After two hours of the most tense and difficult work, and with flames and smoke spiralling hundreds of feet into the sky, one of the three other bombs – the one nearest to the device they were working on – went off.
The midday explosion took place 150 yards from where the men were working, forcing them to throw themselves on the floor in case they were hit by debris, flames or boiling oil.
At around 2 pm, another of the two other bombs in their area exploded but again the bomb disposal team escaped injury.
The bomb that Archer and his team were tackling was a 550lb device, the casing of which had been split on impact with the ground.
This left the main explosive so exposed that it was clearly visible through the crack.
The fuse box had also been ripped away and there was a tangle of wires visible too.
Perhaps the most remarkable aspect of the whole operation was that Archer spent most of the time that he was defusing the bomb, hanging upside down and reaching deep into the device at full stretch.
Initially, he took off the circular base plate.
Then he saw that it was powder explosive, which he scooped out of the way.

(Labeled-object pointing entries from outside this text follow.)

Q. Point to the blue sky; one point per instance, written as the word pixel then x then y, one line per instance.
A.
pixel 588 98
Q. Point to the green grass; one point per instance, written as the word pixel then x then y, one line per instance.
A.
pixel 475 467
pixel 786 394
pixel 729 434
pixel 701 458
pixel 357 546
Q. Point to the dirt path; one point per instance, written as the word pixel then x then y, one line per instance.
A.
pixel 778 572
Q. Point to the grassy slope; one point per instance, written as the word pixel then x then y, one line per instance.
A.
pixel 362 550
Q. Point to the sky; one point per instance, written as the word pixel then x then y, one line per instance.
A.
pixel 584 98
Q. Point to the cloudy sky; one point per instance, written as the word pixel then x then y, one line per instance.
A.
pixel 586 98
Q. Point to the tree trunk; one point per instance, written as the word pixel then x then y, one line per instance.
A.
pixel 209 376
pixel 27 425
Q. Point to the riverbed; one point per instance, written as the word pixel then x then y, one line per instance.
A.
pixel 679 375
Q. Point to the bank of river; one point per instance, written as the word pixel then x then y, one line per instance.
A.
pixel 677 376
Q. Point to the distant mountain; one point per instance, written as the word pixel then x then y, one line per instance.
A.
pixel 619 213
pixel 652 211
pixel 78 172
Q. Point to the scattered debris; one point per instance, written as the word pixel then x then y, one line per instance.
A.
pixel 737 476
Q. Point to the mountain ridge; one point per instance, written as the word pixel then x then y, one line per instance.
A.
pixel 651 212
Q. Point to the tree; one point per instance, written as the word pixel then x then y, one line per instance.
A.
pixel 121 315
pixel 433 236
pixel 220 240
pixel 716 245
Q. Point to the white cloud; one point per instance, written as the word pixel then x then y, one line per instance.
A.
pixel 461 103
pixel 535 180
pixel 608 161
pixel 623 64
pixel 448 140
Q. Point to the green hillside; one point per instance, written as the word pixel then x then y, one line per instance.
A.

Next, he examined the fuse pocket.
As he gripped the exposed wires with pliers, he pulled until the fuse came away.
This exposed the clockwork delayed-action apparatus at the rear.
Then he unscrewed the “gaine” mechanism and placed the clockwork components in his pocket.
When he looked again into the tube and shook it gently, another mechanism with another gaine came into view.
He realised he was looking at a sophisticated booby trap that had been intended to kill any bomb disposal expert who was seeking to make safe the device.
Moments after Archer unscrewed this second gaine there was a crack and a flash – which he realised had been caused by the detonation of a small cap.
The worst of the bomb disposal team’s ordeal was over by 2.50pm.
By then, they had been working in the hottest, tensest and most dangerous of circumstances for more than four and a half hours.
Lieutenant Archer emerged with the distinction of being the first man to pull out a fuse from an anti-withdrawal booby trap – and live to tell the tale and his GC was announced on September 30 1941 Archer, who rose to the rank of lieutenant colonel, survived the war and later became closely involved with the Victoria Cross and George Cross Association, serving as its chairman from 1994 until 2006, after retiring as an architect.
Lieutenant Colonel Archer, who was also been awarded the OBE, lives in his own flat in north London, but his health is frail.
His wife Katherine, known as Kit, died 20 years ago.
However, he has three grown-up children, ten grandchildren and eleven great-grandchildren.
His large family will gather to celebrate his landmark birthday.
I am sure that I speak for many people when I wish him a very happy 100th birthday on February 3.
For he thoroughly deserves his place in that most elite of clubs: “the bravest of the brave”.